4. What are stored procedures? With what? A stored procedure is a precompiled SQL statement that has the advantage of allowing modular design, meaning that it is created once and can be called many times later in the program. If an operation requires multiple SQL executions, using stored procedures is faster than simply executing SQL statements. Call: 1) A stored procedure can be called with a command object. 2) It can be called by external programs, such as Java programs.

5. What are the advantages and disadvantages of stored procedures? Advantages: 1) The stored procedure is precompiled and executed efficiently. 2) Stored procedure code is directly stored in the database, through the stored procedure name directly call, reduce network communication. 3) High security. Users with certain permissions are required to execute stored procedures. 4) Stored procedures can be reused to reduce the workload of database developers. Disadvantages: Poor portability

(1) A stored procedure is used to return specific data to a database where users perform specific operations or tasks (such as insert, delete, etc.). (2) Stored procedures are declared in procedure and functions in function. (3) Stored procedures do not need to return types; functions must return types. (4) Stored procedures can be executed as separate PL-SQL, functions cannot be executed as separate PLSQL and must be part of expressions. (5) Stored procedures can only return values through out and in/out. Functions can use out and in/out as well as return. (6) SQL statements (DML or SELECT) cannot call stored procedures, while functions can.

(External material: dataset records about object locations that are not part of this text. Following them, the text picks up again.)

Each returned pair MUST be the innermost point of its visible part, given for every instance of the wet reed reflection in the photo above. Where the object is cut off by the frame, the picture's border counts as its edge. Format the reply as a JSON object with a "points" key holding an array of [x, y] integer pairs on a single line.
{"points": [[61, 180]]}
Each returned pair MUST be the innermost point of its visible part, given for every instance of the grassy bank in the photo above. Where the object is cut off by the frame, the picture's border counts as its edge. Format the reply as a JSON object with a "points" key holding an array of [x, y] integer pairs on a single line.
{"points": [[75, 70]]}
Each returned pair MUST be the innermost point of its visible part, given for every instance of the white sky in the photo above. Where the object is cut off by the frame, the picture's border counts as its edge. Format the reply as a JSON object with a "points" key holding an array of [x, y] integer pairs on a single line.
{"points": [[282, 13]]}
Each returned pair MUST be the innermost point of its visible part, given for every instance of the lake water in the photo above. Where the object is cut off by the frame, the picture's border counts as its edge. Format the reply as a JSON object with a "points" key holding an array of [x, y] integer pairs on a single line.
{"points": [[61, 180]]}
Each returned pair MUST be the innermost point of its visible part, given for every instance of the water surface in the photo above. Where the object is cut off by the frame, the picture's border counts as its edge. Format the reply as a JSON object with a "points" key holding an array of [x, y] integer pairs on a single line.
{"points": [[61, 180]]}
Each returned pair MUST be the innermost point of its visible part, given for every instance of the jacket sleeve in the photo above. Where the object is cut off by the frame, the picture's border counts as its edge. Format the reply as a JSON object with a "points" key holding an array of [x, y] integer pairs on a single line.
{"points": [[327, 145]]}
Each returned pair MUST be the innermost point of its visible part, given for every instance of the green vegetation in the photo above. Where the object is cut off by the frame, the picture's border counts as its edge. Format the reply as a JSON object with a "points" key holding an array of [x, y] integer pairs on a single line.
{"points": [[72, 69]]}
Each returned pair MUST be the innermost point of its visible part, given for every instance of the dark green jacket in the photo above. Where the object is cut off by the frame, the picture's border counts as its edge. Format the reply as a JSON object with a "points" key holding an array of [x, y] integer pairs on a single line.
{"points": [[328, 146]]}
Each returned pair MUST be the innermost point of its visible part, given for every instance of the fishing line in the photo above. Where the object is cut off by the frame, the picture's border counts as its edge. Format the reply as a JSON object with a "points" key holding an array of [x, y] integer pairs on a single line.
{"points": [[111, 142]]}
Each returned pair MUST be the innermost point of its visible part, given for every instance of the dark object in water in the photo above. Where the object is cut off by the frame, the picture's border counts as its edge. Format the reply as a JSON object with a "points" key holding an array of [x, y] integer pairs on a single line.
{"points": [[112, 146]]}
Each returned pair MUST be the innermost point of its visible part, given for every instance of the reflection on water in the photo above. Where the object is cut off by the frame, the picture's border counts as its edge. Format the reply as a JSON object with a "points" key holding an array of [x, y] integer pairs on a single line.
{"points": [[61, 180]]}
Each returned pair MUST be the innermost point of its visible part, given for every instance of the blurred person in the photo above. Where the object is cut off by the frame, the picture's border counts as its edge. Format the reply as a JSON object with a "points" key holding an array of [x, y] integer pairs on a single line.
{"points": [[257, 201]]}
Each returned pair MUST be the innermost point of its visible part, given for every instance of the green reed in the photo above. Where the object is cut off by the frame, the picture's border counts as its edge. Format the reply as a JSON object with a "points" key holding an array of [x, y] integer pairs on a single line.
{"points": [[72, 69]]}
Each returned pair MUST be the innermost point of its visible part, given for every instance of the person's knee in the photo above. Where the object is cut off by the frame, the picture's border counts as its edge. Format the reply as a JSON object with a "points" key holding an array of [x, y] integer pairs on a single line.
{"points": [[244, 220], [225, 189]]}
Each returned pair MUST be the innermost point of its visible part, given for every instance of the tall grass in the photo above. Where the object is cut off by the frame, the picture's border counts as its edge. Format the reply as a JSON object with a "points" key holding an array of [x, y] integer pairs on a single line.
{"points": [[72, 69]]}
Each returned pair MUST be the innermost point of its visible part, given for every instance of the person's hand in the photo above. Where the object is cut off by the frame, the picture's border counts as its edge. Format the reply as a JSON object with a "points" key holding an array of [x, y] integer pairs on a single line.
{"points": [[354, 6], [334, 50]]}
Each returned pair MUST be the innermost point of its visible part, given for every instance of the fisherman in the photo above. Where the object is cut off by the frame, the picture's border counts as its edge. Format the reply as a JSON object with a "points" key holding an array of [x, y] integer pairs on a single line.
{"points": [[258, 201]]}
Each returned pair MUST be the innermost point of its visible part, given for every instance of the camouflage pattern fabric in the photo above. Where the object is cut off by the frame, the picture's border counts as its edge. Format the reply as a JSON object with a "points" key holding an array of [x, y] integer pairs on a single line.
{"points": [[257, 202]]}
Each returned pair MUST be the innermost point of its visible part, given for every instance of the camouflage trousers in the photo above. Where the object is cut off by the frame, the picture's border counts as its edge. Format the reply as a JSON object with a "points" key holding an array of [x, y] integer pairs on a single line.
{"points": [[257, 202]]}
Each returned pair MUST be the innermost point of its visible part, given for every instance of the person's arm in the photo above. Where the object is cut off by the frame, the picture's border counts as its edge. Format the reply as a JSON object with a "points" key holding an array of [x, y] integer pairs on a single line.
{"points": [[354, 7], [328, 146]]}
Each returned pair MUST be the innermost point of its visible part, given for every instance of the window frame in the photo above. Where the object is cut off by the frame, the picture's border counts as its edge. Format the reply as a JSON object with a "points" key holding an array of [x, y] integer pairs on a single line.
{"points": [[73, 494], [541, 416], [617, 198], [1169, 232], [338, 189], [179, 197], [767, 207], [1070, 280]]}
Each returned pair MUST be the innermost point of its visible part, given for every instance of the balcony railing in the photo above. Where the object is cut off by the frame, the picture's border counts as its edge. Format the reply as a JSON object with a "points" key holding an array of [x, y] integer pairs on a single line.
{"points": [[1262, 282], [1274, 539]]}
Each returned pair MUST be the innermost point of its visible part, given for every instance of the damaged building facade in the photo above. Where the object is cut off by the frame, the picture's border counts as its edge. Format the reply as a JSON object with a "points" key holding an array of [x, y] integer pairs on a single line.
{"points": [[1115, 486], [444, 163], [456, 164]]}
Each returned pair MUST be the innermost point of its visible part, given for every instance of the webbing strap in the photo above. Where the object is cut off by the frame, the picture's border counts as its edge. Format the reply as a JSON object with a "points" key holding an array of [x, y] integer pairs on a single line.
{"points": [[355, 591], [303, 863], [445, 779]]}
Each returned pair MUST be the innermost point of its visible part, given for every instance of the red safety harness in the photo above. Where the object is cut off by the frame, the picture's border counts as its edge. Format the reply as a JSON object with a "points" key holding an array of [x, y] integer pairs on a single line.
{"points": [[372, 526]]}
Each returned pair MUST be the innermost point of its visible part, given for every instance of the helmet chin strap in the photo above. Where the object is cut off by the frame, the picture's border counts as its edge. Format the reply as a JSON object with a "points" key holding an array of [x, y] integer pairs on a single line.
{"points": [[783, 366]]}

7. What are views? What is a cursor? View: A virtual table that has the same functions as a physical table. Views can be added, modified, looked up, or manipulated, usually by rows or subsets of columns in one or more tables. Changes to the view affect the base table. It makes it easier for us to get data compared to multi-table queries. Cursor: the effective processing of the result set as a unit. Cursors can be fixed to specific rows in the cell, retrieving one or more rows from the current line of the result set. You can modify the current row of the result set. Cursors are not generally used, but they are important when you need to process data item by item.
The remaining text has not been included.